Both phases of the development were slated for completion by early 2017. There have been some challenges. There was some opposition in the community, which Savin had to acknowledge and work through. There were some misconceptions about which population would live in the housing, what the housing would look like, and how it would impact the community. Savin understood the concerns of the community since this was one of the first mixed-income housing projects in Stonington. As a resident of Stonington, she could relate to people and level with them about the realistic impacts of the housing developments. The financial aspect of the project is also very complex. “Layering the funding has been a challenge,” said Savin.

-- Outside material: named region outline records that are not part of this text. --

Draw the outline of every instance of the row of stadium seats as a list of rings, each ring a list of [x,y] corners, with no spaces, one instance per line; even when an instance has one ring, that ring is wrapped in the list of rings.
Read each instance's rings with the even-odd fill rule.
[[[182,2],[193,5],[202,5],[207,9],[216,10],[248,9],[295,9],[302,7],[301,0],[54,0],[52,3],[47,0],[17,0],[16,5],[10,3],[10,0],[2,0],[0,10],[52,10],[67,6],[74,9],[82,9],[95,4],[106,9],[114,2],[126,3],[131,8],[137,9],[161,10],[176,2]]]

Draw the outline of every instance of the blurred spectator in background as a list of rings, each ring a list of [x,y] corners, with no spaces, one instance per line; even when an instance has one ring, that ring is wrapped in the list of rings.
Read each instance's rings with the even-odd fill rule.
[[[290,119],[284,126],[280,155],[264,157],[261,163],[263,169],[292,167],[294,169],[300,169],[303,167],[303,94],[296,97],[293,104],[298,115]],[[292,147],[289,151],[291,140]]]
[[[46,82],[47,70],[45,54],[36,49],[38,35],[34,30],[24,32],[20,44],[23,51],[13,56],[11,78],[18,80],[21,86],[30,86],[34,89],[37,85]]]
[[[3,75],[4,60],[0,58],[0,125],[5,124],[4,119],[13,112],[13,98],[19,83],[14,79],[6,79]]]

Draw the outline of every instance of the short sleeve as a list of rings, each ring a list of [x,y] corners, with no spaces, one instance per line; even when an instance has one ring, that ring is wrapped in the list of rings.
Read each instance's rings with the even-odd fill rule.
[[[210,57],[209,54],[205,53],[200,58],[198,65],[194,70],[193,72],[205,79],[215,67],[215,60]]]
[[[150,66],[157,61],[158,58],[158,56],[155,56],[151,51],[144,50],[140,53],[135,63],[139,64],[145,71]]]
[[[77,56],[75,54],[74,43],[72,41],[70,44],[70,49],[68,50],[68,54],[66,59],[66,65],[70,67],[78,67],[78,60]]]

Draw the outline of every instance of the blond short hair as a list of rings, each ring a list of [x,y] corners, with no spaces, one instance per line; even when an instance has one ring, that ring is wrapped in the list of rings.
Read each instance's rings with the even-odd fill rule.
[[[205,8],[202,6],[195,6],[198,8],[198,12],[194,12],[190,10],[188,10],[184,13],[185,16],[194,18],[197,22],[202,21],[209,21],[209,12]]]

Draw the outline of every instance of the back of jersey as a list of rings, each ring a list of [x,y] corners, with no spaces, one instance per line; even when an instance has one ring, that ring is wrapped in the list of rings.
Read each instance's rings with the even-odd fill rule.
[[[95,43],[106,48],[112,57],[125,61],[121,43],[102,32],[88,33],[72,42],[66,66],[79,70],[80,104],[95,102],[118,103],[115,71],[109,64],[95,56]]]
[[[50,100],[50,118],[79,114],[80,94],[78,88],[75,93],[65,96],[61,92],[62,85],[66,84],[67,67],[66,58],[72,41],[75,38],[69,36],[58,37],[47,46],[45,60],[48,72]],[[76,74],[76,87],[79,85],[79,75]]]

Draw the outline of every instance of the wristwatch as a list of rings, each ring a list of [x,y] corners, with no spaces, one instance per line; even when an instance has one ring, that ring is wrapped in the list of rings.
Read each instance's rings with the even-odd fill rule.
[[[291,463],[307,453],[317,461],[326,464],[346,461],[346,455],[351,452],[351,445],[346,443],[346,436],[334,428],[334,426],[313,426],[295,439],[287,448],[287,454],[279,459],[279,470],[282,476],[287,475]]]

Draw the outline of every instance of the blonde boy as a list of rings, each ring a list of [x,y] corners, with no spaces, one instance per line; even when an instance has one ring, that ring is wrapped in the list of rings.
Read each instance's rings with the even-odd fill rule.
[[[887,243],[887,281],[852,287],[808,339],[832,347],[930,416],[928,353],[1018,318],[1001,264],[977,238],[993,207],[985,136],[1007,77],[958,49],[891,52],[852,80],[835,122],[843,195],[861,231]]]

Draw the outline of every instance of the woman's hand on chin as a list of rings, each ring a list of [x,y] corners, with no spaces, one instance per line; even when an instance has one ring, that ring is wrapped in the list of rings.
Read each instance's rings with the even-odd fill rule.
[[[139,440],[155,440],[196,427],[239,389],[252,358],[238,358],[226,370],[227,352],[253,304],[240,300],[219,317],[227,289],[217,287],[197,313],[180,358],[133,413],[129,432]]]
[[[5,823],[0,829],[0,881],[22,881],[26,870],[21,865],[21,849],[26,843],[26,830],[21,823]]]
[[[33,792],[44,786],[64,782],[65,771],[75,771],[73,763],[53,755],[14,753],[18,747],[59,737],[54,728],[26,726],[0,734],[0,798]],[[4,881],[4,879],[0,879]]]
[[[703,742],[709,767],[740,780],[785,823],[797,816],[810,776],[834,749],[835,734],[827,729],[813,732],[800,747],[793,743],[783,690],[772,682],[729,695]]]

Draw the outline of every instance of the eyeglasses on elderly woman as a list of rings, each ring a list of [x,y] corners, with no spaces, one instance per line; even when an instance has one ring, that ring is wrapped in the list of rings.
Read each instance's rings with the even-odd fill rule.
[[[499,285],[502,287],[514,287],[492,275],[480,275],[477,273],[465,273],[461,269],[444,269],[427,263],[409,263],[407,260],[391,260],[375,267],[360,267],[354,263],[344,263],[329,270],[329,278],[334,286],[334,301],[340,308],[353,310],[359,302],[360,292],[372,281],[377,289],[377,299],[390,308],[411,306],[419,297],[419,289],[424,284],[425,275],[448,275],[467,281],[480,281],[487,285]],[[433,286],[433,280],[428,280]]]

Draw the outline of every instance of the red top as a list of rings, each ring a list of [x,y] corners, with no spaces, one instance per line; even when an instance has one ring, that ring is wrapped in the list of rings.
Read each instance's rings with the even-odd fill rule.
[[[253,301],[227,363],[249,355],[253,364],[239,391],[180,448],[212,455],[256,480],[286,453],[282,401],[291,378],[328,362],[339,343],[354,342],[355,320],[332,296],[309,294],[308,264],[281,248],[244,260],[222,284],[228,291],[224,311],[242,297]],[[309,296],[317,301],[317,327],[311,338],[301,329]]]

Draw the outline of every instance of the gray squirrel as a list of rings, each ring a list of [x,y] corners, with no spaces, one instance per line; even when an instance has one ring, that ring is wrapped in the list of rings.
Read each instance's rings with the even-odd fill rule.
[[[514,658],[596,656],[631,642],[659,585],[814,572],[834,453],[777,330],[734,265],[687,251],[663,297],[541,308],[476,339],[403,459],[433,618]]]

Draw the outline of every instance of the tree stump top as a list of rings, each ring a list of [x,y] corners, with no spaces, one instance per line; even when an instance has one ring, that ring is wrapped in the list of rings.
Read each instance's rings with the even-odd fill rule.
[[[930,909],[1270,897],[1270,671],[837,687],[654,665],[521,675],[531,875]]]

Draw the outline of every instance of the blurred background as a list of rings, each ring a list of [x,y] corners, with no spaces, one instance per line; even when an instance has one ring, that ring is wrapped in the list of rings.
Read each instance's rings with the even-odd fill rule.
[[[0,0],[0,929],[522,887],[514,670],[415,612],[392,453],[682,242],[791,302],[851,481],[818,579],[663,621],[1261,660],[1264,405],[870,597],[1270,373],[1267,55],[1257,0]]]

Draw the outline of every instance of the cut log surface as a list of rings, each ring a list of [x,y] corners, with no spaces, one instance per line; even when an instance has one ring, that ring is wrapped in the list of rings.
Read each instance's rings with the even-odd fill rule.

“Know your audience,” said Savin. She found that building relationships with staff and key community leaders was essential in propelling the project forward. Savin asked staff members about the Planning and Zoning Commission meetings and they provided information about the typical schedule and format of the meetings as well as advice about how to prepare. Depending on the type of meeting and the people involved, said Savin, she would dress accordingly, highlight the aspects of the project which are most important to the group, and engage differently. The project itself has universal overarching objectives and facts, but she tailored her approach toward different populations to most effectively satisfy everyone’s concerns.
“Do what you’re good at and stop there.”
She understood that the future success of the development would depend on the support of the town officials and that is why she built relationships with staff from various departments. She worked with the Police and Fire departments, along with building officials, but the best example was her cooperative efforts with the Department of Human Services, which will be help lower-income residents with additional services when needed.
“Validate the concerns of the community that you don’t want to turn the town into something else or change the landscape of the town.”
You can educate the person about how or why the development will not change the town, explained Savin, but it will turn into a head-butting situation if you do not validate the concern first.
Conscious of possible misconceptions related to the term “affordable housing,” Simmons prefers the term “workforce housing” to explain the new mixed-income housing developments in Stonington. He explained, “Workforce housing conveys a factual image that the majority of people applying for space in these properties are people who are working or have worked.” This development will provide housing options for “police officers, school teachers, young professionals, and retirees,” said Simmons.
From the perspective of the Planning and Zoning Commission, collaboration between the developer and the town staff is crucial for a successful proposal. “Most commissions tend to be a little defensive with 8-30g applications,” said Prue. He emphasized how the working relationship between developer and staff is vital, as it was in this case; “The Commission does not have a lot of say. Impacting the trajectory of projects, based on community concerns, happens in the preliminary meetings.” He added, “Staff in Town Hall guide the project according to what is best for the town, for the developer, and for everyone’s goals.”
Another piece of advice is to be conscious of and intentional about the location for mixed-income housing developments. Brynes said, “If it was a development in the middle of a residential area, it could be a tough sell. Pay attention to the context; build to a similar scale of what is there.” Spruce Meadows/Spruce Ridge were approved in an area that is desirable place for people to live and also complements the town’s existing infrastructure and layout.